Joining forces with al Qaeda would make a natural alliance for Jundullah. Al Qaeda also possesses an unmatched hatred for Shiites, declaring them heretics. And like in the Christian Middle Ages, Osama bin Laden believes heretics deserve only death.

And death is what al Qaeda’s inflexible and ultra-conservative Wahhabi doctrine has brought to Pakistan’s Shiites. While sectarian killings existed in Pakistan long before bin Laden’s arrival, al Qaeda is partially credited with an increase in their number. Sunni-Shiite violence, which caused 247 deaths in 2002, may exceed 800 by this year’s end.

Only last month, for example, Taliban extremists in a Pakistani tribal area attacked a group of Shiite schoolboys, killing four and wounding six. The Taliban, like its al Qaeda ally, also detests Shiites, the only group it treated worst than women when they ruled Afghanistan.

But some observers believe the Jundullah-al Qaeda relationship has gone beyond a tactical connection and has developed into a full-blown alliance. One observer noted last May that Rigi was to meet with an al Qaeda representative in Baluchistan to coordinate the two terrorist groups’ operations.

Al Qaeda would obviously like to help Jundallah spread its terrorist operations into the Shiite heartland to destabilize a heretical Iran and end its support of Shiites elsewhere. A destabilized Iran would also be unable to press its claim to the leadership of the Islamic world, a position it is currently disputing with Saudi Arabia.

At first, al Qaeda was said not to trust Jundullah because of its suspected connections to British and American intelligence. The CIA under George Bush may have used Jundullah as a counterbalance to Iran’s interference in Iraq. Israel is also suspected of aiding Jundullah due to Iran’s support of Hezbollah in Lebanon. But these ties, if they ever existed, would have been only tactical ones for the Iranian Sunni extremists.
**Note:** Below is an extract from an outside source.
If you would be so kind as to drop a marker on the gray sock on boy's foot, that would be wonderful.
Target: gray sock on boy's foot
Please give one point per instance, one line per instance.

The Iranian leadership also trundled out these anti-Western accusations after this month’s terrorist attack, saying the United States and Great Britain were behind Jundullah’s atrocity. But Western involvement seems highly unlikely. Talks concerning Iran’s nuclear weapons program had just gotten underway in Vienna, which the Western states involved would not have wanted to jeopardize.

Moreover, by its own actions, the Iranian government does not appear to believe its own accusations. Tehran did not break off the Vienna talks or take any retaliatory action against NATO forces in Afghanistan. Instead, Iranian President Mahmoud Ahmadinijad held a phone conversation with his Pakistani counterpart, Asif Zardari, telling him the terrorists in Pakistan need to be “quickly confronted.”

Pakistan has actually been cooperating with Iran in its struggle with Jundullah. It turned over Rigi’s brother to Iranian authorities; and he was one of 14 Jundullah terrorists the Iranian government executed earlier this year. But Islamabad denies Jundullah is based in Pakistan and turned down Iran’s demand that it hand over Abdel Malik Rigi, saying he was not in the country.

By targeting Iran’s Revolutionary Guard leadership, Jundullah struck at a main pillar of the Shiite Islamic revolution. After the attack, the Revolutionary Guard was described as “seething.” Another such terrorist success by Jundallah could see Iran and Pakistan on the brink of war despite the agreement they have to build a major pipeline.

Locked in a military showdown with the Pakistani army, al Qaeda would definitely welcome such a distracting development. But a real shooting war that would terminally weaken both states to its advantage is most likely al Qaeda’s main goal. The terror group clearly sees Jundullah as the instrument for bringing this about.